Now if more specifically, you’re wondering that if a malicious third party takes any given website’s public certificate, can it use that to decrypt your session? After all, that public cert is signed and trusted. The answer to that, is that when a certificate is created, so too is a private key file created. This private key is never presented to the public, and it’s the only thing that can decrypt sessions that were encrypted by its paired public certificate. So that third party could install that certificate on a web server theoretically, but they wouldn’t actually be able to decrypt anything because they don’t have the private key for the legitimate certificate.
So in order for a man in the middle attack like this to work, they’d have to obtain not only a legit websites public certificate, but also the corresponding private key. OR, the third party would need to get access to your PC, and install its own certificate authority signing cert, so that it’s fake, self signed certificates are trusted by your browser. Both of these are possible, but at that point you’re not talking about an unknown man in the middle, the man would have to compromise one of the two ends.
Nevermind hackers. Look up “corporation in the middle” attacks, which is a prime example of subverting secure channels at scale.
If you don’t own the hardware, nothing you do on it is truly private. Ditto if someone else has admin access to your hardware (eg BYOD scenarios) . Inserting a root certificate into the OS is trivial in both cases.
An additionap note on what a certificate is, to supplement everyone here who’ve desceibe howbthat’s the missing piece:
A certificate’s first main purpose is being the vehicle vy which the public key is distributed, but additionally it contains information ABOUT the owner. Then the whole thing is digitally signed with the private key (and also a trusted CA’s private key), so that a receiver can validate the authenticity of the cert with the public key.

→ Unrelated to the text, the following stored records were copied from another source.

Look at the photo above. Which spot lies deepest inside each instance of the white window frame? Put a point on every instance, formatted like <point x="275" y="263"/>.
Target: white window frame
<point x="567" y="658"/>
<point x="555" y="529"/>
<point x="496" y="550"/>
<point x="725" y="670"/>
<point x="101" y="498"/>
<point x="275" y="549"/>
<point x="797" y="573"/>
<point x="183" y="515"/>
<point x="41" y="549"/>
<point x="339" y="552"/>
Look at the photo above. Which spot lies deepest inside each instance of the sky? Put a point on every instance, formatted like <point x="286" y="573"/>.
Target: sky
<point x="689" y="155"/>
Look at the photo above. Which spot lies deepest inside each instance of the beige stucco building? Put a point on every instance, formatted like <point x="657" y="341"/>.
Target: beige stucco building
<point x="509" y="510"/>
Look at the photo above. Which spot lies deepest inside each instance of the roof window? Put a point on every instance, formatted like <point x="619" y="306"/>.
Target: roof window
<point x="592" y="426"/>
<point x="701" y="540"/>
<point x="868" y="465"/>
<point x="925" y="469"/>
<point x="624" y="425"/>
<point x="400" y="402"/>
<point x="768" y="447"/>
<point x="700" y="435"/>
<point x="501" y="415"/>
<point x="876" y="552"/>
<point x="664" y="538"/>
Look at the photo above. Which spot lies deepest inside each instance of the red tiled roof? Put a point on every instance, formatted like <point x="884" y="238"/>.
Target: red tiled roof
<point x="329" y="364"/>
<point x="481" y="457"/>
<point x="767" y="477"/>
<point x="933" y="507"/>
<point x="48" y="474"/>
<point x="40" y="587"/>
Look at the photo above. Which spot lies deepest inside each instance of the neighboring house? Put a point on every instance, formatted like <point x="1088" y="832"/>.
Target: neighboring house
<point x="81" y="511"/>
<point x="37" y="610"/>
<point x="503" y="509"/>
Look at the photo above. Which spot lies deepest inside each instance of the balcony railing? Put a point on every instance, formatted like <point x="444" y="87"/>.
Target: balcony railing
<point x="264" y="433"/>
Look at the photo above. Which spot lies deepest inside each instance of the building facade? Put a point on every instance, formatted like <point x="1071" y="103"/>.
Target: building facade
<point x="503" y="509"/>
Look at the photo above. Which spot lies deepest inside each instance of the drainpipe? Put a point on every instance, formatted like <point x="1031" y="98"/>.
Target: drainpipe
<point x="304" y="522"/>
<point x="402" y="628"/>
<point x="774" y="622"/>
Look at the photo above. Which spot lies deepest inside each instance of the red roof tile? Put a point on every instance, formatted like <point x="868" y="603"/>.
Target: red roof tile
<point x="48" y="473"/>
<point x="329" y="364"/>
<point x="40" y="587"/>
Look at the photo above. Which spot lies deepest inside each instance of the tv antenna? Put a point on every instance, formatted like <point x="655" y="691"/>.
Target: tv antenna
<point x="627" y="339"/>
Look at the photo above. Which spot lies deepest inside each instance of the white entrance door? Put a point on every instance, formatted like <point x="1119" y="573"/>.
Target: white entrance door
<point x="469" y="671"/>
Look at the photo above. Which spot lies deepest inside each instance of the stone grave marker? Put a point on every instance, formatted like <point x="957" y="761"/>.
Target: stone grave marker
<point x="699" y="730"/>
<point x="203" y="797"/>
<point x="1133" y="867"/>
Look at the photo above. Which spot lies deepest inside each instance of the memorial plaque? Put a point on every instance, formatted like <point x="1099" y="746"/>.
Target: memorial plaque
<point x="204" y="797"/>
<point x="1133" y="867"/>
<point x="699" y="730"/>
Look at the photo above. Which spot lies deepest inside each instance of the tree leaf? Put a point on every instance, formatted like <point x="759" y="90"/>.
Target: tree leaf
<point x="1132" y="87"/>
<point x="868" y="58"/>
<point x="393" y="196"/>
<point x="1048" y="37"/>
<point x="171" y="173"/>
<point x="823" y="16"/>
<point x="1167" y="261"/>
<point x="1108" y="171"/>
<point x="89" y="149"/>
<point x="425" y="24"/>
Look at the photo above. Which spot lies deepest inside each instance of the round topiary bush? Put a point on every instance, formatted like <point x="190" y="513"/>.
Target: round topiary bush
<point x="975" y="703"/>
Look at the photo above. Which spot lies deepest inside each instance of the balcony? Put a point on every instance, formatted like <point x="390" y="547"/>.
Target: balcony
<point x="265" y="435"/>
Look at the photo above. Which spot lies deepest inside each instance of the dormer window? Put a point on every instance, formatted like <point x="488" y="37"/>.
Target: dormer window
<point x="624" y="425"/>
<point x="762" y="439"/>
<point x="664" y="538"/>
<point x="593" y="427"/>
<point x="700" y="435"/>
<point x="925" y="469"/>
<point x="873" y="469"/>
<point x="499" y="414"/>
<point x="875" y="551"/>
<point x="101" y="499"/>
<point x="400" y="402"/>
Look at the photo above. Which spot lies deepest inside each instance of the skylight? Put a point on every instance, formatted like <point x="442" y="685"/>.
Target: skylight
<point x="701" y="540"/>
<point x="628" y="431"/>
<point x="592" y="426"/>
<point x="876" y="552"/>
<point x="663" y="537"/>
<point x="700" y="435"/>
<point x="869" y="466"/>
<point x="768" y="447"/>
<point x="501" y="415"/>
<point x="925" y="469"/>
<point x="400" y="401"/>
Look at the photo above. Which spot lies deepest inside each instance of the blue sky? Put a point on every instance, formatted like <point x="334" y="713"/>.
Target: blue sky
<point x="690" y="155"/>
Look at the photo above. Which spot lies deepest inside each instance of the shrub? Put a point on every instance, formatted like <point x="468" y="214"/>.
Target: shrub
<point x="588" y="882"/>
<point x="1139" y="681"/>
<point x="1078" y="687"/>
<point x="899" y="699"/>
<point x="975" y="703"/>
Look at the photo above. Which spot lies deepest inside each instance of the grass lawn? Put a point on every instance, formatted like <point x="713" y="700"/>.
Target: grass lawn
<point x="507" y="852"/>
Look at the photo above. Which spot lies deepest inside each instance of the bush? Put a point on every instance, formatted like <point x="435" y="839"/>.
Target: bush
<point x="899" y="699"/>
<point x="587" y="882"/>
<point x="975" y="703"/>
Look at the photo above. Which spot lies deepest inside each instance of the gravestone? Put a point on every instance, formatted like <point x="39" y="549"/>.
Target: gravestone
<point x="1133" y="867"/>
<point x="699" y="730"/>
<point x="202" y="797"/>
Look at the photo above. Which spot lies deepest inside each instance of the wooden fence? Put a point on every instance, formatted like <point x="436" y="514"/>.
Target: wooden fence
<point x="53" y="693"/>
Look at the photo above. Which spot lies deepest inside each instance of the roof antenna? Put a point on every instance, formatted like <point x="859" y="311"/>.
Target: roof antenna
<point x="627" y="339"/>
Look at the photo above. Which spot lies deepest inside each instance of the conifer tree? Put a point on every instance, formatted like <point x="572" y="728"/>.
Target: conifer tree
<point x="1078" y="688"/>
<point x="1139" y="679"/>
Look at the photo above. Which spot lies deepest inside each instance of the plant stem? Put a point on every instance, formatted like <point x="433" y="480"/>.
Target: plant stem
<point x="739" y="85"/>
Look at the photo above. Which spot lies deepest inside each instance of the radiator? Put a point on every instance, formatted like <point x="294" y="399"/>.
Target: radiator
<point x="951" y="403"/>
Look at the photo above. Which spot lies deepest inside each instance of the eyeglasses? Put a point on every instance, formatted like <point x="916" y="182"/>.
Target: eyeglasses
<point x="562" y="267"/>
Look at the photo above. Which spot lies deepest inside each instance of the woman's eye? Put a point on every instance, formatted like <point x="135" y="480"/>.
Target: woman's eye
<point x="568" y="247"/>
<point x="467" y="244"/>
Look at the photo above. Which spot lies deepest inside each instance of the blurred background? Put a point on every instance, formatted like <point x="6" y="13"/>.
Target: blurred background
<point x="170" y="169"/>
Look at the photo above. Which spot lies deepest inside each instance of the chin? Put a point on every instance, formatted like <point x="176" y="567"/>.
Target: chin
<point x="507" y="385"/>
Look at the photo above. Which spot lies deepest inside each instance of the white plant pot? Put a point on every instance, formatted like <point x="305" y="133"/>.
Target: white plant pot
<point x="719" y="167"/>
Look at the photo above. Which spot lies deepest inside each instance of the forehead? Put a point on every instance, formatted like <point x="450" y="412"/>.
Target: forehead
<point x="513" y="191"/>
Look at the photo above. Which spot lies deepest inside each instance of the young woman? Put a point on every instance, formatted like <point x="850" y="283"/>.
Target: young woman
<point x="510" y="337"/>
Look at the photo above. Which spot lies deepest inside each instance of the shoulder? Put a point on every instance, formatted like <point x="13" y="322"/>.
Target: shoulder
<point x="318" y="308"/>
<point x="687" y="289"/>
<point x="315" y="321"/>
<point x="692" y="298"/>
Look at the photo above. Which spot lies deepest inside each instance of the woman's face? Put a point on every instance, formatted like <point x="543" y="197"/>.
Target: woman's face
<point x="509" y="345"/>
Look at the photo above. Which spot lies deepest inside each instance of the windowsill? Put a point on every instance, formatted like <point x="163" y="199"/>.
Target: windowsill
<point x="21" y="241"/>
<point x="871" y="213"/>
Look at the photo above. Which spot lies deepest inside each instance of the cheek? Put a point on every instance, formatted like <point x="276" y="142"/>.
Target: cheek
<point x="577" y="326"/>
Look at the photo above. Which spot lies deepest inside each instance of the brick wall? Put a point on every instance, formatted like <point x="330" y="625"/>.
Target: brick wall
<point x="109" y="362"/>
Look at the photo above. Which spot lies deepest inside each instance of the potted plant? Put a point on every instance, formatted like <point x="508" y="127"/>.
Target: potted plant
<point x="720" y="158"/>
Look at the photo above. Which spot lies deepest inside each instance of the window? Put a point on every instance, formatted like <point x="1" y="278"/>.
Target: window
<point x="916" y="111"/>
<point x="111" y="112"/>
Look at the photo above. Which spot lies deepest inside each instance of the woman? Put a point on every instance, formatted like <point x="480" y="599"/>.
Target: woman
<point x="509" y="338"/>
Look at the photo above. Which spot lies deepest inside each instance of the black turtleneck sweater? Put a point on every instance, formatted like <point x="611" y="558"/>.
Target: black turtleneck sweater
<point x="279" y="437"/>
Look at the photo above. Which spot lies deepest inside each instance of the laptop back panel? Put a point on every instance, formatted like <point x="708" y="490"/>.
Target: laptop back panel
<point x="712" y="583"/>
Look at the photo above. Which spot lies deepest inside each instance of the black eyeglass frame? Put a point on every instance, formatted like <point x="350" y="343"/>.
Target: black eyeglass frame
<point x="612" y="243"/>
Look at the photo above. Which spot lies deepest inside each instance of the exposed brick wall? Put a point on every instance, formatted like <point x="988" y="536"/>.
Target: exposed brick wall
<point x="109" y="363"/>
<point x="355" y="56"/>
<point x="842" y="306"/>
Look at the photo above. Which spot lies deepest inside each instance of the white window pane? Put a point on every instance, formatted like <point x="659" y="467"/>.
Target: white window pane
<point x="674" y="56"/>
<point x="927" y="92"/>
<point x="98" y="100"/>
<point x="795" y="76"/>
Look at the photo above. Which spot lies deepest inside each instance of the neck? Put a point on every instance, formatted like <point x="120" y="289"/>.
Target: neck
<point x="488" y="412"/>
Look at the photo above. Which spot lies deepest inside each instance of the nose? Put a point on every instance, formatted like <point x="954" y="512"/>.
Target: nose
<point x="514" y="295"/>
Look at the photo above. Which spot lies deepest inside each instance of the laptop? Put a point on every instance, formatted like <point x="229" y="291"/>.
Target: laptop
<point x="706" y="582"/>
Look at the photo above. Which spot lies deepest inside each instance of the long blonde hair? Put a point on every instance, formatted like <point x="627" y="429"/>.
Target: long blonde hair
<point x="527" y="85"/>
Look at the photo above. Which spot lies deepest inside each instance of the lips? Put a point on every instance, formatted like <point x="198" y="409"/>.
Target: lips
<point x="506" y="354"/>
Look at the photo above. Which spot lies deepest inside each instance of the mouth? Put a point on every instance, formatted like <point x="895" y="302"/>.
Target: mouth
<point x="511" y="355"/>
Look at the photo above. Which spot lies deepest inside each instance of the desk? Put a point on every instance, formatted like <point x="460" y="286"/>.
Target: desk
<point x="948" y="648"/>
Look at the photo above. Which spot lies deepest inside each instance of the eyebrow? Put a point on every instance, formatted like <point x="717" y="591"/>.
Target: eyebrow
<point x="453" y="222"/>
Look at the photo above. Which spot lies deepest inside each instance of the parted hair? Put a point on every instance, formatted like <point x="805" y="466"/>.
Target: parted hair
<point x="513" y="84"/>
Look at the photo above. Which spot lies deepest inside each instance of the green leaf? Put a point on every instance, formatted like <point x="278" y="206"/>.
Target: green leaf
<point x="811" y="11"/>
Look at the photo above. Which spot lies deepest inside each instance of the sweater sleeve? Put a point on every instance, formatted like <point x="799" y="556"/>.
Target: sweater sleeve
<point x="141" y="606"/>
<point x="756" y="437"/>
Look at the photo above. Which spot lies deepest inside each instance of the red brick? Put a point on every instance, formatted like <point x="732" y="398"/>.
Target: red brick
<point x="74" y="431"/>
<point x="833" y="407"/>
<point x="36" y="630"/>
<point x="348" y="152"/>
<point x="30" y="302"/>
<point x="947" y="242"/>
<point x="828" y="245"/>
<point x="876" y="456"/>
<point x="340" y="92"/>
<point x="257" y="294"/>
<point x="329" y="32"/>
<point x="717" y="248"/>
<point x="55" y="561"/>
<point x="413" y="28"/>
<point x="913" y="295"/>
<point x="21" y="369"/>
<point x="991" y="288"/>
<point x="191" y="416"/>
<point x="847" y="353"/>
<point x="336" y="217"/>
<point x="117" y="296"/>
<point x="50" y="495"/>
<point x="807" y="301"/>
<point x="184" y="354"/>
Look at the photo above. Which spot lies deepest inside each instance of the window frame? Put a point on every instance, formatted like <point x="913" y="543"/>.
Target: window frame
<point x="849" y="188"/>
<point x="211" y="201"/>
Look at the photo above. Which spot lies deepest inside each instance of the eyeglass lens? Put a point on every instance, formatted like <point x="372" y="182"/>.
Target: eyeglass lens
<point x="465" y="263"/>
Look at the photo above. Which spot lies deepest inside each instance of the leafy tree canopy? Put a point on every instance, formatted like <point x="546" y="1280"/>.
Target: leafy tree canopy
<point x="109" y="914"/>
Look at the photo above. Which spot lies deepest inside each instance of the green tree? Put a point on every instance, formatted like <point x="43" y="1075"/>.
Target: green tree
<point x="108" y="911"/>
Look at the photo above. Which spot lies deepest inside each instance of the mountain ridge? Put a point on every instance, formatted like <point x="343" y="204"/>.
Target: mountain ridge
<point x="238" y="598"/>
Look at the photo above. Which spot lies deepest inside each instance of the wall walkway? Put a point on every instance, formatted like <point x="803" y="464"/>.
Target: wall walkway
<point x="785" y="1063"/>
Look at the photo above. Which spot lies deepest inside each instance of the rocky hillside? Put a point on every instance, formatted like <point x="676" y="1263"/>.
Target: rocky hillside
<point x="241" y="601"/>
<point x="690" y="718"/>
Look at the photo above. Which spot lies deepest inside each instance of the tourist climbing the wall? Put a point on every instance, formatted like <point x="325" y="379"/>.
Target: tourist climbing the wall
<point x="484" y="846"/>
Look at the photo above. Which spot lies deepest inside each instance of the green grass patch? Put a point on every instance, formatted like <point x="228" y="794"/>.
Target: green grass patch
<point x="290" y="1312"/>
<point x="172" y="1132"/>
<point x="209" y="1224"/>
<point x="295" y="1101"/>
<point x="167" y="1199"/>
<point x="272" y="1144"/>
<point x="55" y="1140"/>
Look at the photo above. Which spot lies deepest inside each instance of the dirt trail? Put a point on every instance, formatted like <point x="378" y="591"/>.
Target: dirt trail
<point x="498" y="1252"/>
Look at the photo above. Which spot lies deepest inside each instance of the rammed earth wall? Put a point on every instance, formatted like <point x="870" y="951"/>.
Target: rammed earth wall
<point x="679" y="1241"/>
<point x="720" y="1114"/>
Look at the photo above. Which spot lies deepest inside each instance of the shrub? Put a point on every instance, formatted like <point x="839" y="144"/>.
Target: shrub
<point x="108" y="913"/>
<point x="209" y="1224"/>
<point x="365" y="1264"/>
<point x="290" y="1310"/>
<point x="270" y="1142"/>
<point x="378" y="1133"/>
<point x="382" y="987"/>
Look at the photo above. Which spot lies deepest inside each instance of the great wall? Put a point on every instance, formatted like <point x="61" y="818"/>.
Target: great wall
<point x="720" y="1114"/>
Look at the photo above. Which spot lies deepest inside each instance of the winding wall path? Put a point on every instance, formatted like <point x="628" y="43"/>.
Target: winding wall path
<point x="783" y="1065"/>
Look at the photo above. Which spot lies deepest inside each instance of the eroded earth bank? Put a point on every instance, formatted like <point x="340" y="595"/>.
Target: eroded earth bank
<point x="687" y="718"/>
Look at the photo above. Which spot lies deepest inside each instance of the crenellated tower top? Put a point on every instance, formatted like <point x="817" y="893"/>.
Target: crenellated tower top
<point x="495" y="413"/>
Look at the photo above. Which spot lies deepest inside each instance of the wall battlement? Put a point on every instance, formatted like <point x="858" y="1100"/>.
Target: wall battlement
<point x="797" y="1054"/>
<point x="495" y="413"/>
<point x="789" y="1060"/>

The “info” in the cert can theoretically be anything, but the most important one is the domain. Your browser knows that visiting google.com is secure because it checks the cert it gets from google.com to see if it states that it owns the google.com domain, and then we trust the root CAs around the world to make clients prove they own that domain, before issung a cert for it.
What if a hacker were to obtain the Master Key Certificate to the entire Internet? How much damage could be caused by that?
All the damage.
Which is why that cert (and its private key) are kept offline in a secure facility that takes multiple authorized people to access.